“You Don’t Manage by Models.”

An astute judgment call helped the nation's largest life insurer steer clear of the subprime crisis. An interview with William J. Wheeler, EVP and CFO, MetLife Inc.

When the federal government subjected the country’s 19 largest bank holding companies to a stress test last spring, one company in the test stood out: MetLife. That’s because MetLife is better known as a diversified life insurer, the nation’s largest. With assets of $535 billion, it may be too big to fail, but failure is an extremely remote possibility for MetLife, which passed the stress test with ease (it was the only one of the 19 banks that didn’t take money from the government’s Troubled Asset Relief Program). Not that MetLife has been immune to the recession: operating earnings of $1.6 billion for the first nine months of 2009 were down 39% from the same period a year ago, despite an 18% improvement in the third quarter.

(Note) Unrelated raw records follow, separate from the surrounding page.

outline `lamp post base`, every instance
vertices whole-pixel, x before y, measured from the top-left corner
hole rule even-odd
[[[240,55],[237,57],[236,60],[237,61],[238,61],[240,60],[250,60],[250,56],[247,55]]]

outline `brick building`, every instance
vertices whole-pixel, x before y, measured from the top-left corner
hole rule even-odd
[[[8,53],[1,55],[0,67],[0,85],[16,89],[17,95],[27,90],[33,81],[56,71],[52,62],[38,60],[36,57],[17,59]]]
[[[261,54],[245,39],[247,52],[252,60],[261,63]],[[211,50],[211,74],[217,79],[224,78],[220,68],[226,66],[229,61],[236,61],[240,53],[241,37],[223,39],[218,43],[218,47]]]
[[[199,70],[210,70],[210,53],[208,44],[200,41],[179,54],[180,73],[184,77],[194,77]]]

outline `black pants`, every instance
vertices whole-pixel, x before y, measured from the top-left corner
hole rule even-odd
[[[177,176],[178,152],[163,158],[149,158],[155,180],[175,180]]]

A healthy respect for risk is key to the insurer’s strength. “As an insurance company, we always manage risk, but in the last five years we’ve really taken that to a different level, in terms of how we analyze it, how we measure it, how we report on it, and how it drives our strategies,” says William J. Wheeler, MetLife’s CFO and executive vice president. A big payoff from the increased vigilance was that, unlike so many other investors, MetLife saw the housing bubble inflating and reduced its exposure to the bubble before it popped.

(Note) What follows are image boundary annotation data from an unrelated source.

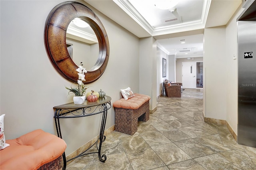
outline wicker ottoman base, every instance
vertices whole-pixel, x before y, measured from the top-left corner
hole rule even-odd
[[[146,122],[149,119],[149,101],[136,109],[115,107],[116,131],[130,134],[137,132],[138,121]]]
[[[56,159],[42,165],[38,170],[60,170],[62,169],[62,156],[60,155]]]

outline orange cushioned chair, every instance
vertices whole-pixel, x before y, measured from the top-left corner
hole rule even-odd
[[[10,146],[0,150],[1,170],[59,170],[65,141],[38,129],[15,139],[6,140]]]

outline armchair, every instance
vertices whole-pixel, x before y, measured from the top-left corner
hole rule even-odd
[[[166,96],[168,97],[181,97],[181,93],[182,90],[182,86],[181,85],[182,85],[182,83],[170,83],[164,82],[163,83]]]

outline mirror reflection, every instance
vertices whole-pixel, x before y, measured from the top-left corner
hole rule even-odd
[[[68,25],[66,34],[68,51],[74,63],[90,71],[98,58],[99,44],[97,36],[89,24],[79,18],[74,19]]]

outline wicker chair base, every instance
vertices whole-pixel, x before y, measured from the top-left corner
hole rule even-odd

The 48-year-old Wheeler was an investment banker for 10 years before he joined MetLife in 1997 as treasurer to help with its demutualization and initial public offering. “But after the IPO in 2000, I was advised that if I wanted to move up, I needed to get broader experience,” he recalls. Subsequently, he became CFO of the insurer’s institutional business before assuming the finance chief’s chair in 2003. “I think of a CFO as being a little bit of a jack-of-all-trades,” says Wheeler, adding with a laugh, “You could also add to that ‘master of none.’”

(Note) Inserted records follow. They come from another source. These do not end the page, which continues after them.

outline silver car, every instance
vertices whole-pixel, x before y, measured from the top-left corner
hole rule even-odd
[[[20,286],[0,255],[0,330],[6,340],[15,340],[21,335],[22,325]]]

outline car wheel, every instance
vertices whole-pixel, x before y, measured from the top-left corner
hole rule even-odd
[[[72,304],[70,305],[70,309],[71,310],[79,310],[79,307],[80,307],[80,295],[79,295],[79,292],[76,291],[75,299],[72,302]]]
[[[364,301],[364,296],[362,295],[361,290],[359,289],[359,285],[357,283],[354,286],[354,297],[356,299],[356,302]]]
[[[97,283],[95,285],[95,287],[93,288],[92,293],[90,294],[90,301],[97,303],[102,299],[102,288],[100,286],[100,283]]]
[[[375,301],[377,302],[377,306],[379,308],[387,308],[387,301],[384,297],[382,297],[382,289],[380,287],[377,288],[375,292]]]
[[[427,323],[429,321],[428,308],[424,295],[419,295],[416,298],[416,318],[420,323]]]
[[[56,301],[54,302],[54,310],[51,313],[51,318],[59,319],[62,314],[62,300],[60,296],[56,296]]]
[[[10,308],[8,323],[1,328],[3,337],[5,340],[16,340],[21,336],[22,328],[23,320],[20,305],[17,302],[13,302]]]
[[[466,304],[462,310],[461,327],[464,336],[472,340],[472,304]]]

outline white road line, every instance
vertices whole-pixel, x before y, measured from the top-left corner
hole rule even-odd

How did your background as an investment banker prepare you for MetLife, first as treasurer and ultimately as CFO?

The transition was very interesting. I was hired to help guide MetLife through demutualization and prepare it to be a public company. I had had experience doing that at Donaldson, Lufkin & Jenrette, where I covered the insurance industry. DLJ’s former parent, The Equitable, had gone through demutualization and I had worked on that. As treasurer, the skill sets are similar in terms of capital-market transactions and so on, but there’s a very big difference between being an investment banker and a CFO. Obviously, as a CFO you still pay attention to the capital markets and financial transactions, but there are lots of things that being an investment banker does not prepare you for at all.

Such as?

For one, managing a lot of people. Investment bankers aren’t known for their great management skills. And technology. The importance of technology for a major financial-services company is huge, and the amount of our budget that is spent on technology initiatives is huge. I would also include a lot of the softer aspects of the job, such as human resources.